Research 330: COSAINT: Cattle Exclusion from Watercourses: Environmental and Socio-economic Implications

Authors: Daire Ó hUallacháin, Eleanor Jennings, Patricia Antunes, Stuart Green, Paul Kilgarriff, Suzanne Linnane, Paul O’Callaghan, Matt O’Sullivan, Fiona Regan, Mary Ryan and Mary Kelly-Quinn

Summary: Loss of pollutants from grassland systems to water bodies is a significant threat to water quality and represents one of the main environmental problems facing agri-ecosystems in Ireland. This project evaluated existing literature and generated temporal and spatial data on the environmental impact of cattle exclusion measures.

Report cover

Published: 2020

ISBN: 978-1-84095-922-2

Pages: 53

Filesize: 3,883 KB

Format: pdf


Identifying Pressures

The COSAINT project highlights that cattle access to watercourses can significantly impact on a number of environmental variables associated with water quality. The negative impact of cattle access to watercourses on sedimentation and bacterial parameters was particularly strong, whereas the impact on nutrient and ecological parameters was more variable and site specific. Increased sediment deposition is increasingly being identified as a key stressor in watercourses. Cattle access points resulted in significant increases in the deposition of fine bed sediment and the infiltration of sediment into stream bed habitats. Increased stream sediment acted as a reservoir for faecal bacteria and phosphorus, which persisted when cattle were removed periodically from the field, but did not persist after cattle access pressures were fully removed. Increased sediment deposition was also a dominant driver of macroinvertebrate community change, although the results here were more variable and site specific. Significant reductions in sediment-sensitive taxa were encountered downstream of cattle access points at several study sites, whereas abundances of sediment-tolerant groups increased. Near real-time monitoring also showed increases in turbidity and suspended sediment and Escherichia coli when cattle were in the stream.

Informing Policy

Fenced riparian buffer measures have been included in most European agri-environment schemes and are among the most common mitigation measures to prevent cattle access to watercourse. However, fencing and cattle exclusion alone may not be sufficient to restore the ecological condition of impacted watercourses. Future policy should consider multiple mitigation measures that interact with one another. For example, fencing to exclude cattle could be coupled with the provision of alternative water supplies and targeted riparian buffer management to yield multiple environmental benefits (including biodiversity and carbon sequestration), thereby achieving maximum environmental improvements. Such an approach could be facilitated under revisions of the Common Agricultural Policy, whereby the quantity of a mitigation measure could be incentivised under Pillar 1 payments, but the performance (linked with targeting and management) of associated measures could be incentivised under Pillar 2 payments (i.e. results-based approaches).

Developing Solutions

The COSAINT project indicates that fencing/exclusion of cattle from watercourses can help improve the quality of environmental indicators over the short and long term. It is therefore important to provide greater knowledge to farmers on the environmental impact of cattle exclusion, coupled with information on appropriate, cost-effective approaches to prevent livestock access to watercourses. Providing greater knowledge to farmers improves confidence in their own ability to undertake water protection measures, such as fencing off watercourses. Encouraging or incentivising farmers to join group learning environments can also improve the effectiveness of mitigation measures.
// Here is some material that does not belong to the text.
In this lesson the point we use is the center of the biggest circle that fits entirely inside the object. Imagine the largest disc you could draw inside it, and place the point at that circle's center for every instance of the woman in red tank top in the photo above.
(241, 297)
Future projects and schemes could also develop multiple targeted novel mitigation measures. This could take the form of treatment scenarios. The geographic information system (GIS) framework developed in the COSAINT project could be coupled with available datasets on water quality, hydrology and stocking density and these combined datasets could be used to model the likely response to different treatments (in isolation or integrated), based on the best available spatial data.